Chen Yang, Liu Wei, Chao Tengfei, Zhang Yu, Yan Xingqi, Gong Yanhua, Qiang Boqin, Yuan Jiangang, Sun Maosheng, Peng Xiaozhong
National Laboratory of Medical Molecular Biology, Institute of Basic Medical Sciences, Chinese Academy of Medical Sciences and Peking Union Medical College, No. 5 Dong Dan San Tiao, Beijing 100005, PR China.
Cancer Lett. 2008 Dec 18;272(2):197-205. doi: 10.1016/j.canlet.2008.06.034. Epub 2008 Nov 13.
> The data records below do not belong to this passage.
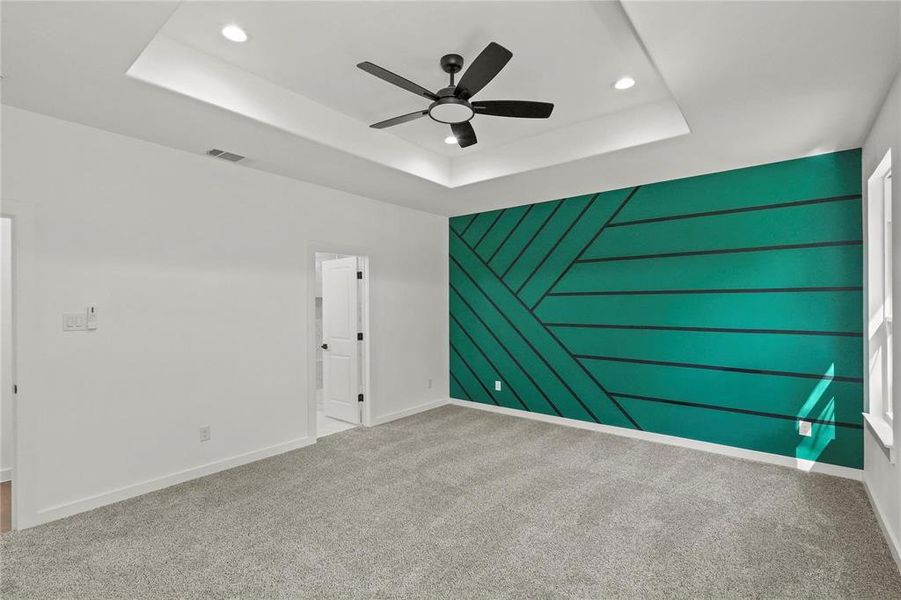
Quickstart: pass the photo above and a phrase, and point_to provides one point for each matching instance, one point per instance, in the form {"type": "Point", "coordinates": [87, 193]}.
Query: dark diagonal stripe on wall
{"type": "Point", "coordinates": [526, 245]}
{"type": "Point", "coordinates": [565, 233]}
{"type": "Point", "coordinates": [665, 363]}
{"type": "Point", "coordinates": [734, 410]}
{"type": "Point", "coordinates": [586, 246]}
{"type": "Point", "coordinates": [487, 359]}
{"type": "Point", "coordinates": [512, 355]}
{"type": "Point", "coordinates": [516, 225]}
{"type": "Point", "coordinates": [538, 322]}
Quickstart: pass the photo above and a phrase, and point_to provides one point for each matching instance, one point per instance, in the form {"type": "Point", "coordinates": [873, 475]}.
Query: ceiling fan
{"type": "Point", "coordinates": [451, 105]}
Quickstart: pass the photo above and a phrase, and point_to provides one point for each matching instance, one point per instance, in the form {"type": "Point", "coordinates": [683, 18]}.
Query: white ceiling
{"type": "Point", "coordinates": [756, 82]}
{"type": "Point", "coordinates": [313, 48]}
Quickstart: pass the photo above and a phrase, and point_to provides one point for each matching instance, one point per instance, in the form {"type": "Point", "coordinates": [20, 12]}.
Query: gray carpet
{"type": "Point", "coordinates": [459, 503]}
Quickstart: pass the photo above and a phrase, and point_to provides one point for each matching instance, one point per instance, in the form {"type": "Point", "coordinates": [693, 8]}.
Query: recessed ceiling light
{"type": "Point", "coordinates": [234, 33]}
{"type": "Point", "coordinates": [624, 83]}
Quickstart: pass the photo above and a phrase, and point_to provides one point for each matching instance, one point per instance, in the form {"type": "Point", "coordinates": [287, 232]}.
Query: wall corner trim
{"type": "Point", "coordinates": [67, 509]}
{"type": "Point", "coordinates": [408, 412]}
{"type": "Point", "coordinates": [764, 457]}
{"type": "Point", "coordinates": [893, 544]}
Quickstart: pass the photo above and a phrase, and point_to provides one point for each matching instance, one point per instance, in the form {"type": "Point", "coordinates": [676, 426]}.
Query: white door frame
{"type": "Point", "coordinates": [365, 265]}
{"type": "Point", "coordinates": [21, 215]}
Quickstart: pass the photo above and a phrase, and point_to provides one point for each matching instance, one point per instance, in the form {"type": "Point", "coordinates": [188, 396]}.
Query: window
{"type": "Point", "coordinates": [887, 291]}
{"type": "Point", "coordinates": [880, 311]}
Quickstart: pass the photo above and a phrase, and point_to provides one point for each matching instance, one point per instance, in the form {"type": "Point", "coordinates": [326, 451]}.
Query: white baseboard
{"type": "Point", "coordinates": [407, 412]}
{"type": "Point", "coordinates": [765, 457]}
{"type": "Point", "coordinates": [893, 545]}
{"type": "Point", "coordinates": [67, 509]}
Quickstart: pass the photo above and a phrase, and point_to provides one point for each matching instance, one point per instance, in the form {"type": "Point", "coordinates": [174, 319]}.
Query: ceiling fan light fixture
{"type": "Point", "coordinates": [451, 110]}
{"type": "Point", "coordinates": [624, 83]}
{"type": "Point", "coordinates": [233, 33]}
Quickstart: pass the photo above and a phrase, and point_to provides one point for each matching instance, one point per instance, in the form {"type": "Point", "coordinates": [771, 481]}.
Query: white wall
{"type": "Point", "coordinates": [883, 479]}
{"type": "Point", "coordinates": [6, 400]}
{"type": "Point", "coordinates": [200, 270]}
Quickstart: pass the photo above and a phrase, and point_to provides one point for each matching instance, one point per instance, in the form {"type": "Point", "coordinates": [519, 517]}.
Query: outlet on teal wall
{"type": "Point", "coordinates": [721, 308]}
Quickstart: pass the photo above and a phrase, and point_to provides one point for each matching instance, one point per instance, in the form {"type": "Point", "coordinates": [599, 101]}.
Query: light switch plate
{"type": "Point", "coordinates": [75, 322]}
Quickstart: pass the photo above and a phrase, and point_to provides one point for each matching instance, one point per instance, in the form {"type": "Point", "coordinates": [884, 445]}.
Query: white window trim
{"type": "Point", "coordinates": [879, 405]}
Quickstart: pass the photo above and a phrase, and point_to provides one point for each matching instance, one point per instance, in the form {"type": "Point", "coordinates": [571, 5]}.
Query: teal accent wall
{"type": "Point", "coordinates": [721, 308]}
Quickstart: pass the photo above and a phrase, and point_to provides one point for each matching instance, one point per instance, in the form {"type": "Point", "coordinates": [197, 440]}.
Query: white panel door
{"type": "Point", "coordinates": [340, 356]}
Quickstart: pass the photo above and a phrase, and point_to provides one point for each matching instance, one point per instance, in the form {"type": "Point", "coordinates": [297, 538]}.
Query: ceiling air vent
{"type": "Point", "coordinates": [229, 156]}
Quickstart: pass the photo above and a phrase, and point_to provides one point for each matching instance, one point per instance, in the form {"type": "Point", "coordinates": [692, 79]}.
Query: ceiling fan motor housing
{"type": "Point", "coordinates": [450, 109]}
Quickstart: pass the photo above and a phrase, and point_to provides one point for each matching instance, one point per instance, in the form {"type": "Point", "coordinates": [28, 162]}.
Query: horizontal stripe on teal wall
{"type": "Point", "coordinates": [721, 308]}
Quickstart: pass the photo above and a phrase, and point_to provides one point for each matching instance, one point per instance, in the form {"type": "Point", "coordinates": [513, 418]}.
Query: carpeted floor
{"type": "Point", "coordinates": [459, 503]}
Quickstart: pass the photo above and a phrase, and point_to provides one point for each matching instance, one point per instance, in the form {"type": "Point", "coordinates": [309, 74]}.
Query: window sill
{"type": "Point", "coordinates": [882, 429]}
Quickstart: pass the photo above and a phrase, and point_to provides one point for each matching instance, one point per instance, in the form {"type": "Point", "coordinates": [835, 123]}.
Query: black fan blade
{"type": "Point", "coordinates": [399, 120]}
{"type": "Point", "coordinates": [522, 109]}
{"type": "Point", "coordinates": [482, 70]}
{"type": "Point", "coordinates": [465, 134]}
{"type": "Point", "coordinates": [396, 80]}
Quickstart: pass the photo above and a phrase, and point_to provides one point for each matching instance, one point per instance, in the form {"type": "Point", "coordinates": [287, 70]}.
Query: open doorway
{"type": "Point", "coordinates": [340, 301]}
{"type": "Point", "coordinates": [6, 375]}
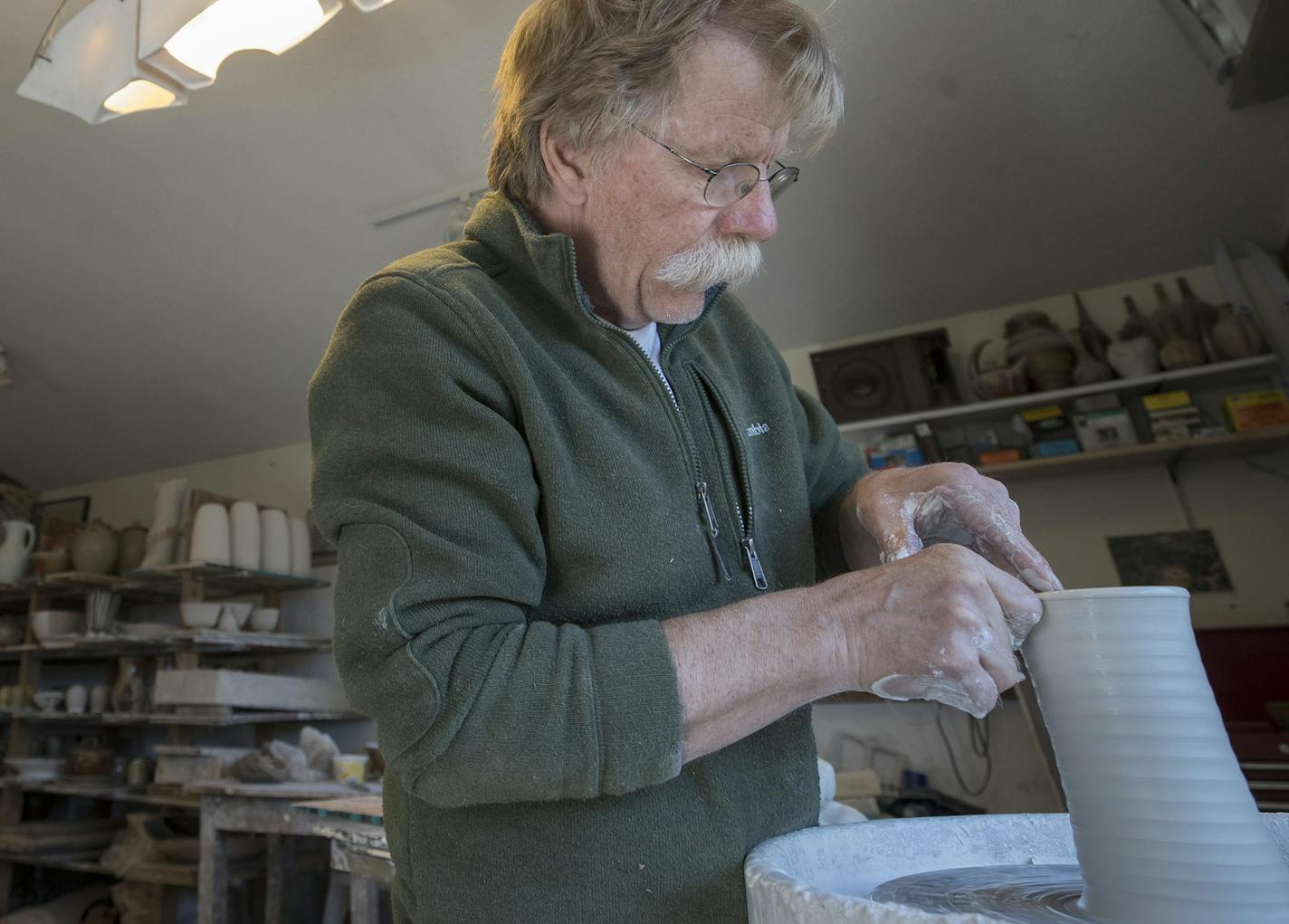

MicroRNAs have been linked to different cancer-related processes. The microRNA miR-21 appears to function as an anti-apoptosis factor in glioblastomas. However, the functional target genes of miR-21 are largely unknown in glioblastomas. In this study, bioinformatics analysis was used to identify miR-21 target sites in various genes. Luciferase activity assay showed that a number of genes involved in apoptosis, PDCD4, MTAP, and SOX5, carry putative miR-21 binding sites. Expression of PDCD4 protein correlates inversely with expression of miR-21 in a number of human glioblastoma cell lines such as T98G, A172, U87, and U251. Inhibition of miR-21 increases endogenous levels of PDCD4 in cell line T98G and over-expression miR-21 inhibits PDCD4-dependent apoptosis. Together, these results indicate that miR-21 expression plays a key role in regulating cellular processes in glioblastomas and may serve as a target for effective therapies.
微小RNA与不同的癌症相关过程有关。微小RNA miR-21似乎在胶质母细胞瘤中作为一种抗凋亡因子发挥作用。然而,miR-21在胶质母细胞瘤中的功能靶基因在很大程度上尚不清楚。在本研究中,利用生物信息学分析来鉴定各种基因中的miR-21靶位点。荧光素酶活性测定表明,一些参与凋亡的基因,如PDCD4、MTAP和SOX5,携带假定的miR-21结合位点。在一些人胶质母细胞瘤细胞系如T98G、A172、U87和U251中,PDCD4蛋白的表达与miR-21的表达呈负相关。抑制miR-21可增加细胞系T98G中PDCD4的内源性水平,而过表达miR-21则抑制PDCD依赖的凋亡。总之,这些结果表明miR-21的表达在调节胶质母细胞瘤的细胞过程中起关键作用,并且可能作为有效治疗的靶点。